Securing Phones and Securing Us (Revisited)

By Susan Landau
Thursday, September 15, 2016, 9:05 AM

Readers will recall last spring's battle over the San Bernardino iPhone. The FBI had Syed Farook's work phone, but it was locked, with security protections including a ten-tries-and-you're-out on PIN attempts. The FBI wanted Apple to write a phone update that would override that protection (among other things that would make it easier to search other iPhones). During the height of the battle over accessing the iPhone's data, the FBI claimed that an Apple rewrite was the only way to access the phone's data.

The controversy was resolved when the FBI found a different solution (actually it was only partially resolved; the vulnerabilities equities process remains problematic). That hack into the phone ended the legal battle, but not the overriding fight over securing phones. There, the battle is really over securing all of us versus making investigations easier. Now there is a new aspect here, one that even more strongly makes the case that the FBI needs to do the unlocking—and not go to the courts for help.

Last spring, a technique called "mirroring" the phone's flash chip was suggested as a possible solution. This involves desoldering the chip from the phone, copying it, and retrying the PIN until the correct one is found. But the FBI said this approach wouldn't work.

As it turns out, the FBI was wrong. The technique does work and a University of Cambridge researcher, Sergei Skorobogatov, has just shown how to do so.
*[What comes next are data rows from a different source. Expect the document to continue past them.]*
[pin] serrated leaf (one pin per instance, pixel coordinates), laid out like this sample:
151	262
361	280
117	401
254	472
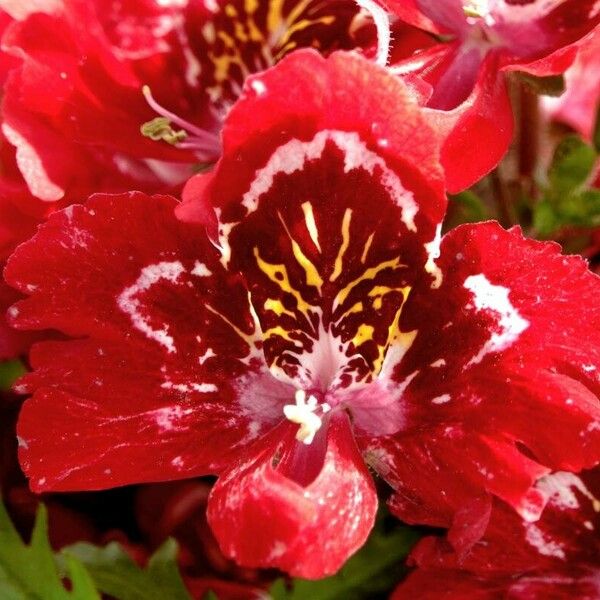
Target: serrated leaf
373	570
29	572
552	85
596	131
10	371
466	207
571	166
115	573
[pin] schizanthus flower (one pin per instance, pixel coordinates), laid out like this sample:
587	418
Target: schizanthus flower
321	324
481	41
556	557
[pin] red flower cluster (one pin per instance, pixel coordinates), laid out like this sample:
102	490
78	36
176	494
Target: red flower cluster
298	319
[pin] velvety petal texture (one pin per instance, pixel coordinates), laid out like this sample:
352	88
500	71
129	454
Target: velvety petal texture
264	517
467	71
165	347
494	368
555	557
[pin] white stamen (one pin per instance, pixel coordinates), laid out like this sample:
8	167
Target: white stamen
303	413
382	22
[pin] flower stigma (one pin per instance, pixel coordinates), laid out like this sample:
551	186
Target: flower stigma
304	412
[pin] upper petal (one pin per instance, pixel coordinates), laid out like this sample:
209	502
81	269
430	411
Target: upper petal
166	379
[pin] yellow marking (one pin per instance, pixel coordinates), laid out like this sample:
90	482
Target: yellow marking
278	274
364	334
277	307
249	339
370	273
379	291
312	275
345	243
300	25
282	333
311	224
395	336
363	258
354	309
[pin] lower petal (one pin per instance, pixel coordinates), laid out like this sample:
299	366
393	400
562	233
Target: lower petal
263	517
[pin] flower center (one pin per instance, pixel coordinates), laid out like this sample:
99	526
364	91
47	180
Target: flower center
305	412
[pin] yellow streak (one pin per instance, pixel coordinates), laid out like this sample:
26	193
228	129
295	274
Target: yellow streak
363	258
311	224
280	332
277	307
345	243
370	273
272	271
354	309
364	334
394	333
312	275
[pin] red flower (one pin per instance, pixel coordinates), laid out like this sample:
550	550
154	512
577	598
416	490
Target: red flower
74	106
557	557
578	106
483	40
322	324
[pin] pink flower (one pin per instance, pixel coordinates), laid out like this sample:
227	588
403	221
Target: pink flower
482	40
557	556
578	106
73	71
321	324
74	106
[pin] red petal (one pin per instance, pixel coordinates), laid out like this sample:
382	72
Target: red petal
165	365
506	329
262	517
484	120
578	105
320	261
438	472
494	389
555	557
321	96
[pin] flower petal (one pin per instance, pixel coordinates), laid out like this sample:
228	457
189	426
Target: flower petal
263	517
166	362
503	361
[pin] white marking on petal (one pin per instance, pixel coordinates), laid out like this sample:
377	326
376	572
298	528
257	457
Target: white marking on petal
186	388
303	413
201	270
433	253
168	417
129	304
487	296
560	488
441	399
259	87
293	155
542	543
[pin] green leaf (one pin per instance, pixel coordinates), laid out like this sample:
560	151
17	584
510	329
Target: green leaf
30	572
596	132
466	207
373	570
10	371
571	166
115	573
552	85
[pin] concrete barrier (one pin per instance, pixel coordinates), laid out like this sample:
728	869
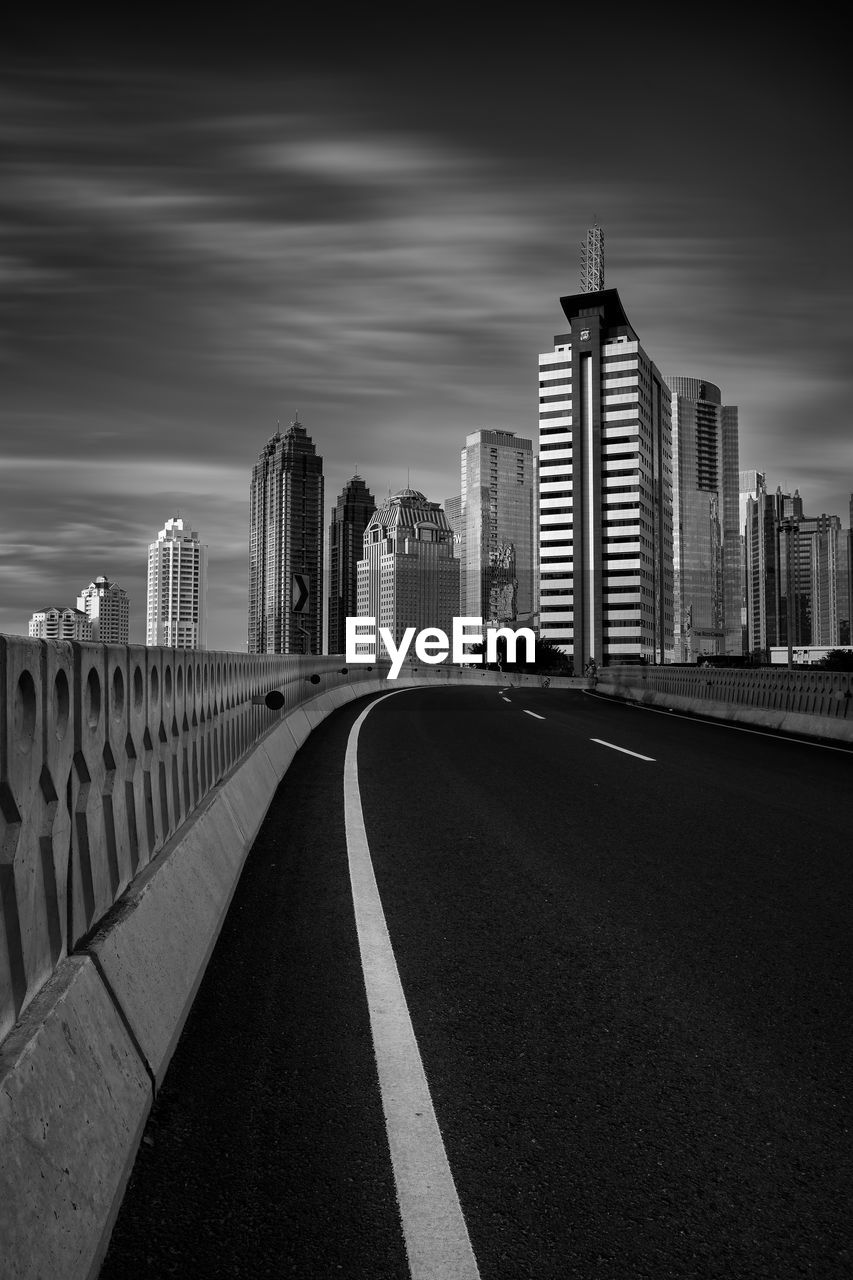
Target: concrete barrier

The effort took him a number of months and some practice along the way. But his results show that with adequate preparation, an iPhone's 4-digit passcode can be found in forty hours (six-digit passcodes would take one hundred times longer under this technique).

This work involved one researcher in a lab buying used iPhone 5cs from eBay (Skorobogatov bought the phones from eBay because they are no longer manufactured). Skorobogatov was able to do what the FBI said was impossible.

The moral of the story? The solution is not, as the FBI has been saying, a bill to make it easier to access encrypted communications, as in the proposed revised Burr-Feinstein bill. Such "solutions" would make us less secure, not more so. Instead we need to increase law enforcement's capabilities to handle encrypted communications and devices. This will also take more funding as well as redirection of efforts. Increased security of our devices and simultaneous increased capabilities of law enforcement are the only sensible approach to a world where securing the bits, whether of health data, financial information, or private emails, has become of paramount importance.